This is another key factor in understanding how does a window air conditioner work.
Every air conditioner possesses a thermostat.
Inexpensive products cut costs by using a rotary dial, while the moderate to higher-priced AC units for windows include digital controls.
No matter how you set it, you enter a desired temperature equilibrium for the room.
Once the thermostat detects that you’ve reached your desired temperature, it halts the compressor, and the cycles cease.
However, once the room’s ambient temperature rises once more, the thermostat removes its hold, kicking the compressor back into gear, and getting the cycle going.
With that in mind, setting your thermostat lower isn’t going to cool things any faster.
It’s just a setting that tells the unit when it’s time to shut off.
Adjusting Air Speed
The blower fan, on the other hand, has a speed that you can set.
There’s nothing too fancy here.
It’s simply a fan. Setting it faster means that air will cycle through the room more quickly, which can speed up the cooling process.
It’s also nice to stand in front of if you’re roasting in a hot room.
The Function of Air Filters
At the beginning of this article, we mentioned how the blower pulls in room air and along with it comes dust particles.
Fortunately, window AC units come with an air filter that catches all of that.
It’s vital to clean these every few weeks or so.
Skip this part, and the filter gets clogged.
Clogged filters mean that dirt starts getting into your evaporator coil, choking it.
Once this occurs, the AC device will stop functioning and you’ll either have to pay for the evaporator coil to be cleaned by a professional or replace the entire unit with a new one.
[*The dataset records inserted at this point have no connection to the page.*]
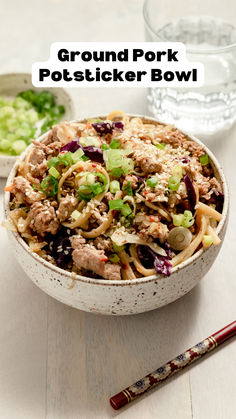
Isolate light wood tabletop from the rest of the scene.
[0,0,236,419]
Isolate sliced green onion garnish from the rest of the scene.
[110,180,120,193]
[92,172,107,185]
[109,253,120,263]
[47,157,60,169]
[48,166,60,179]
[121,201,132,217]
[108,199,124,210]
[86,173,96,185]
[110,138,121,149]
[89,182,105,196]
[202,235,213,247]
[111,167,124,177]
[199,154,210,166]
[156,143,166,150]
[71,148,84,163]
[168,176,180,191]
[147,176,158,188]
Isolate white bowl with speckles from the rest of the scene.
[5,115,229,315]
[0,73,75,177]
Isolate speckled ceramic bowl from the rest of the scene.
[5,115,229,315]
[0,73,75,177]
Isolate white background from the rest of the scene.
[0,0,236,419]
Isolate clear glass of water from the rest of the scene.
[143,0,236,136]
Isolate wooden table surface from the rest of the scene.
[0,0,236,419]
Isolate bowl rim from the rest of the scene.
[0,71,76,162]
[4,114,229,287]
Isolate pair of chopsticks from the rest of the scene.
[110,321,236,410]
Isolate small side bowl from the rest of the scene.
[4,115,229,315]
[0,73,75,177]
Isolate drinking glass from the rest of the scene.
[143,0,236,135]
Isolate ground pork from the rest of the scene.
[164,130,205,157]
[71,239,121,280]
[135,153,162,173]
[29,147,48,177]
[12,176,44,204]
[29,201,60,237]
[57,195,78,221]
[198,177,222,199]
[94,237,113,252]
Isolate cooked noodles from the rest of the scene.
[5,111,224,280]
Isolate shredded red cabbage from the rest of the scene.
[184,175,197,212]
[180,157,190,164]
[92,121,124,135]
[137,245,172,276]
[61,137,82,153]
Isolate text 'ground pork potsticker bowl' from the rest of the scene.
[5,111,229,316]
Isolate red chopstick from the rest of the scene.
[110,321,236,410]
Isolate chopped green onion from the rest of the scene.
[172,214,184,227]
[47,157,60,169]
[58,151,74,166]
[172,164,183,180]
[121,201,132,217]
[110,180,120,193]
[110,138,121,149]
[93,172,107,185]
[123,180,133,196]
[111,167,124,177]
[71,148,84,163]
[108,199,124,210]
[109,253,120,263]
[168,176,180,191]
[48,166,60,179]
[86,173,96,185]
[147,176,158,188]
[199,154,210,166]
[71,210,81,221]
[202,235,213,247]
[112,242,125,253]
[156,143,166,150]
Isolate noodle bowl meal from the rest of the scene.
[5,111,224,281]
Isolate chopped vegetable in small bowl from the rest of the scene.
[0,73,74,177]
Cleaning the air filter only takes a few minutes worth of work and it’s worth every second.
Maintain it regularly, and your window air conditioner will provide blissful cooling for years to come.
Summary for How Do Window Air Conditioners Work
We hope you enjoyed this guide on how does a window air conditioner work.
As you discovered, window AC units use two air cycles to cool down a room and the unit itself.
Another important aspect for how do window air AC units work, is the thermostat. Without this key element, the air conditioning unit could not regulate the temperature inside a room.
Air filters are also an essential component of window air conditioners to keep them operating and working effectively to chill the space.